No entanto, as inúmeras missões secundárias do jogo brilham. Em todo o mundo você encontrará almas perdidas com negócios inacabados que pedem sua ajuda. Essas missões adicionais não tentam competir por sua atenção com a campanha fundamental, mas oferecem aventuras satisfatórias. Alguns deles podem ser concluídos em menos de cinco minutos, e mesmo o mais longo que encontrei não levou mais de 20.

O mais mundano desses trabalhos envolve lutar contra um bando de inimigos comuns, mas alguns contam histórias genuinamente tocantes. Os melhores o colocam como um investigador paranormal e pedem que você vasculhe ambientes intrincadamente detalhados em busca de segredos ocultos. Por causa de sua brevidade, as missões secundárias funcionam como um ótimo limpador de paleta quando você quer uma pausa temporária da história fundamental.
É uma pena que as recompensas por explorar completamente e completar missões secundárias não sejam mais substanciais. Ghostwire: Tokyo tem uma árvore de atualização razoavelmente grande, mas a grande maioria das novas habilidades são apenas pequenos aumentos de estatísticas sem impacto tangível na jogabilidade. Não há novos poderes ou habilidades para desbloquear, o que parece uma oportunidade perdida. Em vez disso, você gastará seu XP em atualizações que são tecnicamente úteis, mas dificilmente perceptíveis. Por exemplo, uma habilidade desbloqueável torna o carregamento de uma bola de fogo uma fração de segundo mais rápido.
Em um mar de jogos de mundo aberto aparentemente competindo para oferecer o maior pace de conclusão possível, a compacidade de Ghostwire: Tokyo é refrescante. A história fundamental pode ser detonada em menos de 15 horas e, mesmo com muitas atividades opcionais realizadas, você chegará ao fim em 30 horas.
Se você está procurando um jogo de mundo aberto que não o sobrecarregue totalmente com mais conteúdo do que você poderia sonhar em completar, Ghostwire: Tokyo se encaixa perfeitamente.
Ghostwire: Tokyo assessment: recursos visuais e DualSense

Ghostwire: Tokyo é outra vitrine impressionante para o poder gráfico do PS5. As ruas da cidade de Tóquio parecem quase fotorrealistas sob a iluminação correta, e os inimigos derrotados explodem em uma chuva de faíscas – um efeito que ainda me impressionou mesmo depois de uma dúzia de horas.

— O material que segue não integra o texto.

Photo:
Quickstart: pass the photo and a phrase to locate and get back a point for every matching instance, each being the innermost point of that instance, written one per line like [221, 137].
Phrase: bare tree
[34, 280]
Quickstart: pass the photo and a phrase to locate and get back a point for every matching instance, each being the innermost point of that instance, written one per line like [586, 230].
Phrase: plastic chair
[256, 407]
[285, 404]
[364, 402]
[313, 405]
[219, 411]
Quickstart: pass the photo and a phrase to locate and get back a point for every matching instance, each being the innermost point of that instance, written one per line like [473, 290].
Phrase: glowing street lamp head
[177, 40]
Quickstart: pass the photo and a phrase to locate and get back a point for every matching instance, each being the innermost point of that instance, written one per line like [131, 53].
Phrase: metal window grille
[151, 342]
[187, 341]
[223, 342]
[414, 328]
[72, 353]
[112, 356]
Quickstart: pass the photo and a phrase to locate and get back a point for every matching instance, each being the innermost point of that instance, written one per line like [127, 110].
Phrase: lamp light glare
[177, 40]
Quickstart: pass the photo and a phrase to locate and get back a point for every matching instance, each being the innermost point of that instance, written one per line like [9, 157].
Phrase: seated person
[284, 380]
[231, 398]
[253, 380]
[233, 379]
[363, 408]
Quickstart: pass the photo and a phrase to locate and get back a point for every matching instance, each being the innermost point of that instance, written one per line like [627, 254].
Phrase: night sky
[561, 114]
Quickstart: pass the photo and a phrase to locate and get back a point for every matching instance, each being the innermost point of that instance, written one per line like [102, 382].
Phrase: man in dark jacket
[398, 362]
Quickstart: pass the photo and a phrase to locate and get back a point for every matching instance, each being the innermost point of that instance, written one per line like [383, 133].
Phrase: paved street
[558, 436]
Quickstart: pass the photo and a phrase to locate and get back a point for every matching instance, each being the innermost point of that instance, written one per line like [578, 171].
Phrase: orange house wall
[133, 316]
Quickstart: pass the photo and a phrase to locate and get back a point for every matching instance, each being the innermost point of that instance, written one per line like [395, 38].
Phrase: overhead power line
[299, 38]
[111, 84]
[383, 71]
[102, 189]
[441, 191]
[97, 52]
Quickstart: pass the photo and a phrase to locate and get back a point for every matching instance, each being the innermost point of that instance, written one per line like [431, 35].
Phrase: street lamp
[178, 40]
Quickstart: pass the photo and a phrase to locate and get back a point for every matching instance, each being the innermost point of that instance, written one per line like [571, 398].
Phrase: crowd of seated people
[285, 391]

Também fiquei impressionado com o quão bem polido tudo technology. Não me deparei com um único problema técnico digno de nota e encontrei apenas um punhado de pequenos insects. Mesmo com jogos menores de mundo aberto, você normalmente tem que fazer concessões para algumas deficiências técnicas, mas na minha experiência Ghostwire: Tokyo é uma rara exceção.
A implementação dos muitos recursos do controle PS5 DualSense é outro destaque. Os gatilhos adaptativos fazem com que o lançamento de feitiços pareça um esforço genuíno, e o comments háptico faz com que arrancar o núcleo de um inimigo seja sempre satisfatório. Não é exagero dizer que jogar Ghostwire: Tokyo em um controle alternativo seria um desserviço ao jogo.

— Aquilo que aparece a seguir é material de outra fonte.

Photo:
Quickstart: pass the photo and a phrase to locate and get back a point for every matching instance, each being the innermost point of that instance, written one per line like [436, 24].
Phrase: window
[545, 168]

Ghostwire: Revisão de Tóquio: Veredicto
Enquanto Ghostwire: Tokyo é decepcionantemente customary no departamento de história, sua recriação de Tóquio implora para ser explorada e seu combate habilidoso permanece consistentemente cinematográfico por toda parte. Sua coleção de mecânica de jogo e sistema está longe de ser inovadora, mas tudo se mistura para criar um pacote coeso que é regularmente maior que a soma de suas partes.
Os jogadores de PlayStation já foram tratados com vários pesos pesados em 2022. Enquanto Horizon: Forbidden West e Gran Turismo 7 monopolizaram os holofotes, Ghostwire: Tokyo não deve ser esquecido. Pode não enfrentar os maiores exclusivos que já agraciaram o console de última geração da Sony, mas Ghostwire: Tokyo é outro jogo obrigatório do PS5.